Корней Иванович слегка на меня рассердился. Львиные возможности обозначились в его взоре. Пора мне было откланяться.
– А о рисунке не жалейте, – сказал Корней Иванович, пожимая мне руку. – Он не получился.
– У меня есть еще два, – сказал все-таки я. Чуковский задумался. Оглядел меня и мою папку.
– Запасливый, – сказал наконец он, но не стал требовать, чтоб я раскрыл папку. – Что ж… Художник должен что-то иметь в папке, в записной книжке, а главное, здесь. – И он стукнул пальцем в поролоновый лоб английского льва.
На этом я хочу закончить рассказ о Корнее Чуковском, которого слушал однажды вместе с деревом. Я рассказал, что мог. Есть, конечно, еще кое-что в папке, да ведь глупо все из нее вынимать.
Веселье сердечное
Совсем еще недавно в Москве на Рождественском бульваре жил Борис Викторович Шергин.
Белобородый, в синем стареньком костюме, сидел он на своей железной кровати, закуривал папироску «Север» и ласково расспрашивал гостя:
– Где вы работаете? Как живете? В каких краях побывали?
До того хорошо было у Шергина, что мы порой забывали, зачем пришли, а ведь пришли, чтоб послушать самого хозяина. Борис Викторович Шергин был великий певец.
За окном громыхали трамваи и самосвалы, пыль московская оседала на стеклах, и странно было слушать музыку и слова былины, пришедшие из давних времен:
А и ехал Илия путями дальными,
Наехал три дороженьки нехоженых…
Негромким был его голос. Порою звучал глуховато, порой по-юношески свежо.
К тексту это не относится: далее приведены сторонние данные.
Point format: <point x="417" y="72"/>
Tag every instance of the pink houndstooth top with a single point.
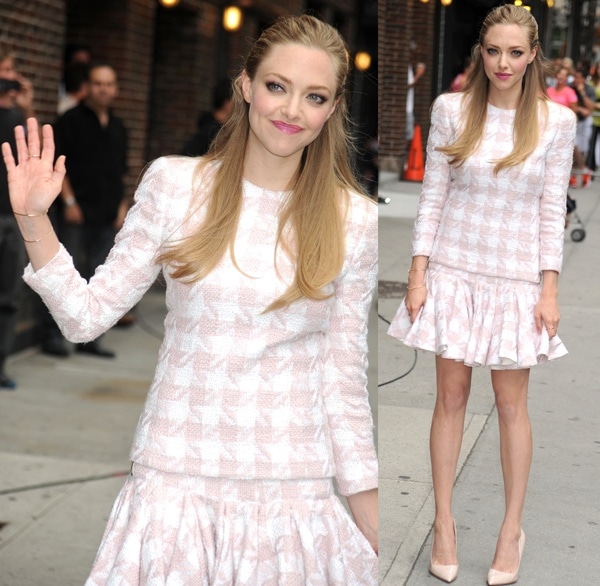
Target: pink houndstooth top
<point x="237" y="393"/>
<point x="510" y="225"/>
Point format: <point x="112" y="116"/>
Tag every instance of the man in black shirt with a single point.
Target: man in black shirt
<point x="209" y="123"/>
<point x="94" y="141"/>
<point x="16" y="99"/>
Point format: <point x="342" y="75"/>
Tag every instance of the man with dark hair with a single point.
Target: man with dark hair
<point x="209" y="123"/>
<point x="94" y="141"/>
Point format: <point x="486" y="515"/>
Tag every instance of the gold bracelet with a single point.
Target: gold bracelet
<point x="44" y="236"/>
<point x="31" y="215"/>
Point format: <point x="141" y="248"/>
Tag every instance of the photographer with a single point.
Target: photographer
<point x="16" y="99"/>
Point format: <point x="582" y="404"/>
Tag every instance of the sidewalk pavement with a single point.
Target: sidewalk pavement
<point x="65" y="434"/>
<point x="562" y="512"/>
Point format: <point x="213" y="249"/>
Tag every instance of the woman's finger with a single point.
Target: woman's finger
<point x="33" y="138"/>
<point x="48" y="143"/>
<point x="22" y="151"/>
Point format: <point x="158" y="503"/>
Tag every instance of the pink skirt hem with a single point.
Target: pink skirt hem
<point x="176" y="530"/>
<point x="478" y="320"/>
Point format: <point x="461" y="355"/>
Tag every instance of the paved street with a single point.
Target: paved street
<point x="65" y="435"/>
<point x="562" y="514"/>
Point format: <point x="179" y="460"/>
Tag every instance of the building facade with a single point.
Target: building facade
<point x="440" y="35"/>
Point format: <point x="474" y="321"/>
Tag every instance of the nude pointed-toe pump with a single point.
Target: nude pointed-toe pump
<point x="446" y="573"/>
<point x="497" y="578"/>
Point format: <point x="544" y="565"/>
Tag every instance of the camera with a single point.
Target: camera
<point x="9" y="84"/>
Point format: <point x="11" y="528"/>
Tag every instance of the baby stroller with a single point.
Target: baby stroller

На стене, над головой певца, висел корабль, вернее модель корабля. Ее построил отец Бориса Викторовича – архангельский помор, корабел, певец, художник. И сам Борис Викторович был помор архангельский, корабел, певец и художник, и только одним отличался он от отца: Борис Викторович Шергин был русский писатель необыкновенной северной красоты, поморской силы. Истории, которые рассказывает он в книгах, веселые и грустные, случались во времена давние и совсем близкие, и на всех лежит печать какого-то величественного спокойствия, вообще свойственного северным сказаниям.
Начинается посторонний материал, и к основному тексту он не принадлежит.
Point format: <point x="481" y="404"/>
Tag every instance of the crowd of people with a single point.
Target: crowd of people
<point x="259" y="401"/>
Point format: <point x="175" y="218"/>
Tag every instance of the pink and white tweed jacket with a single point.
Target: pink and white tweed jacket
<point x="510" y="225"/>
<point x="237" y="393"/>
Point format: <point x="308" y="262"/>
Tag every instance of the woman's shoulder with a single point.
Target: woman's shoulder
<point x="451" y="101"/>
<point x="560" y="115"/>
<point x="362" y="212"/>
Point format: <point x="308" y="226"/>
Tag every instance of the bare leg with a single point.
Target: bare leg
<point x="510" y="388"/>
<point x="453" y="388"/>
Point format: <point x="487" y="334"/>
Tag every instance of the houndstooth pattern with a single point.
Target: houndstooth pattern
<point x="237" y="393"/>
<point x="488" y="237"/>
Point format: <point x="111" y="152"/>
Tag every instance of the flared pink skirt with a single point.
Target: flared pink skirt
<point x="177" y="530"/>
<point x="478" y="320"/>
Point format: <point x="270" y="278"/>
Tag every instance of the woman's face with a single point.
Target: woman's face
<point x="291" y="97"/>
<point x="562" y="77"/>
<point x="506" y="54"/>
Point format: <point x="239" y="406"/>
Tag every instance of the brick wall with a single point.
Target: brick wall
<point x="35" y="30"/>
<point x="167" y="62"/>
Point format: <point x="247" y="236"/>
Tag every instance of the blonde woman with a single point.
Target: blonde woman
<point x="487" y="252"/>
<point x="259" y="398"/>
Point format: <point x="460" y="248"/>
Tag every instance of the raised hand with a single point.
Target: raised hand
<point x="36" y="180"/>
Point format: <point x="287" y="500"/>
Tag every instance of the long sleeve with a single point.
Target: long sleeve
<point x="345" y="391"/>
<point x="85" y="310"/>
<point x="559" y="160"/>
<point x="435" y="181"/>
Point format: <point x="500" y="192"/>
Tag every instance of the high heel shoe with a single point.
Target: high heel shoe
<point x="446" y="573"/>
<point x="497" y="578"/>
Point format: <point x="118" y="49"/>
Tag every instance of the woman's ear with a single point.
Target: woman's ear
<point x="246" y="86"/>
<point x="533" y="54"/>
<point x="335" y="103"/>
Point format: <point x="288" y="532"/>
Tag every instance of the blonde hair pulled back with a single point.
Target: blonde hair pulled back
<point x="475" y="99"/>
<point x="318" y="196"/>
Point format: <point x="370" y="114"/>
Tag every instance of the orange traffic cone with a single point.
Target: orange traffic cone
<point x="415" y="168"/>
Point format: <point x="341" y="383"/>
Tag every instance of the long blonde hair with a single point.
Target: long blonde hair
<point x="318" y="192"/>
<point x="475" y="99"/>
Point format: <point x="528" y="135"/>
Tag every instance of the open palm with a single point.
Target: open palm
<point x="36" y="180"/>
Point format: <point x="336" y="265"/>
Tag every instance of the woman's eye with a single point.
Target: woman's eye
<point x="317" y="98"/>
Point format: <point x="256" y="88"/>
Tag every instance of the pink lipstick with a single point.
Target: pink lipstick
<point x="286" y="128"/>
Поздней осенью 1969 года я вернулся из путешествия по северным рекам, сестрам Белого озера – Ковже и Шоле.
В Москве было выпал снег, да тут же потаял. Не осенняя, не весенняя, пасмурная и жалкая показалась из-под него земля. День за днем был темен и тускл.
Вдруг ударил мороз, начался гололед.
На Садовом кольце я видел, как перевернулся на всем ходу пикап, вышедший из Орликова переулка. Он опрокинулся на спину, обнажив грязное желтое брюхо, перевалился набок.
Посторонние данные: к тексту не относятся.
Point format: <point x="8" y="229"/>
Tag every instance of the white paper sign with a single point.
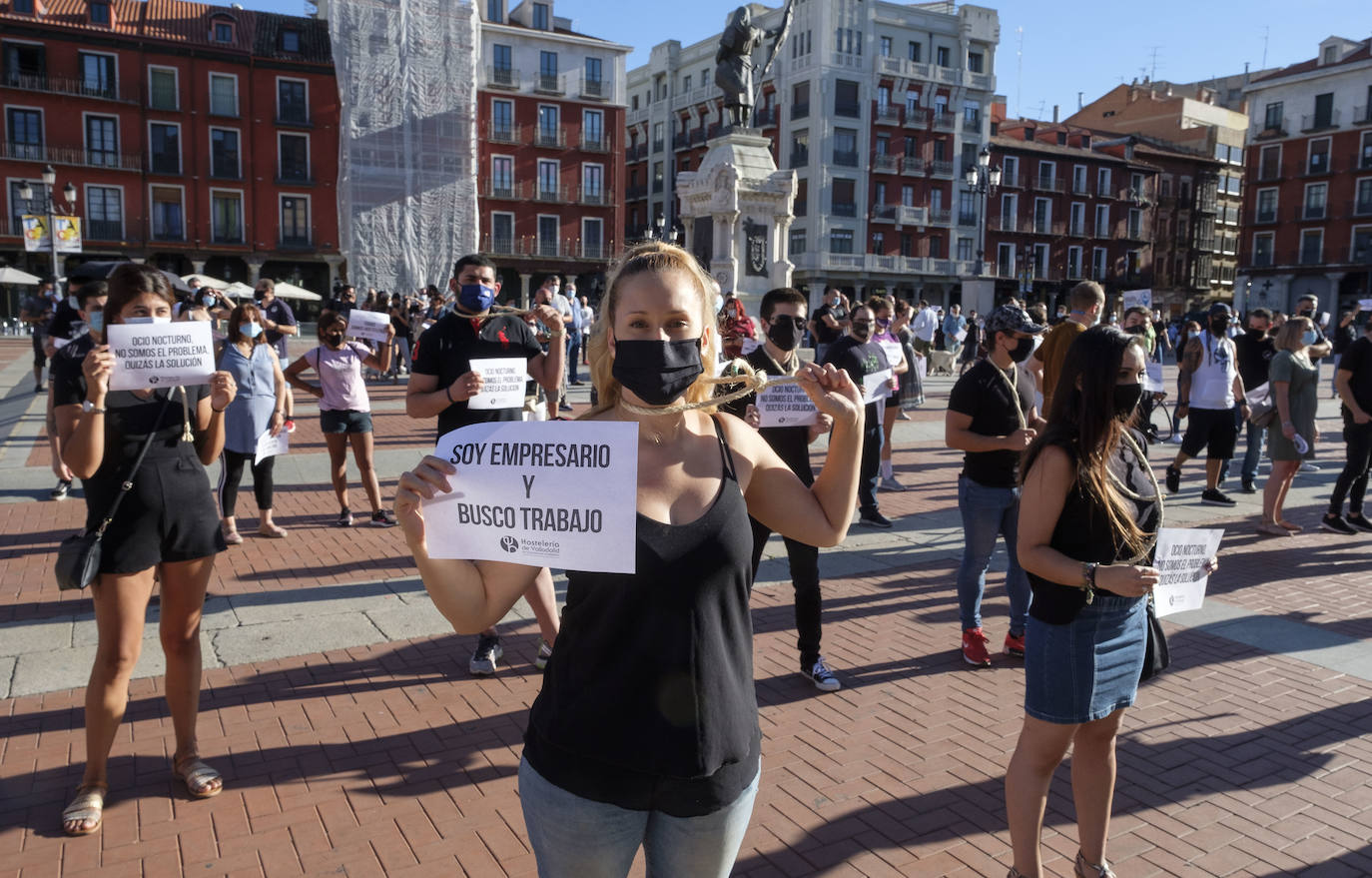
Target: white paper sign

Колесо отделилось от него, пересекло улицу и, ударившись о бордюрный камень, подпрыгнуло, улеглось у моих ног.
Каким-то образом из машины вылетела серая кроличья шапка. Ветер подхватил ее, и, размахивая ушами, покатился кролик по скользкому асфальту.
Выбрался из кабинки шофер, побежал по улице за шапкой. Я поймал се, отдал бедолаге. Задыхаюшийся и полумертвый, он долго стоял рядом, смотрел издали на перевернутую машину.
– Тоска-то какая, – сказал он. – Тоска… беспокойство.
Мороз держался несколько дней. Он разогнал пасмурность, но тоска и беспокойство никак не проходили. Никакие дела у меня не ладились.
В эти дни разыскивал я Бориса Викторовича Шергина, которого не видел с весны, да не мог разыскать. Звонил к нему на квартиру, на Рождественский – Б-1-36-39. Соседи по коммунальной квартире ничего толкового сказать не могли.
– Где Борис Викторович – не знаем, а Миша в больнице.
Наконец из больницы позвонил мне Михаил Андреевич Барыкин, племянник и самый близкий в те годы друг Бориса Викторовича.
– А дядя Боря в Хотькове с лета остался, – сказал он. – Захотел жить там дальше. Одному ему плохо, а я-то ведь в больнице. Живет у моей матери Анны Харитоновны. Дом голубой под шиферной крышей.
20 декабря, в субботу, я приехал в Хотьково.
Погода сделалась прекрасной. Морозное мандариновое небо, а снегу-то почти не было – иней да ледок на пожухлых травах. Встретились школьники, которые тащили домой елки. На них было приятно смотреть – новогодние ласточки.
На горке, над речкой Пажей, стояли сосны, яркие, медовые. Иглы их были тронуты инеем.
Я перешел Пажу по мостику, слабому, неверному. Поднялся на бугор. Дом голубой под шиферной крышей стоял замечательно, высоко и вольно. От дома далеко были видны хотьковские крыши, сосновая горка названьем Больничная, тропинка под соснами, узоры, изгибы реки, а правее – мост могучий, железнодорожный, за ним – чернокирпичный остов соборной церкви.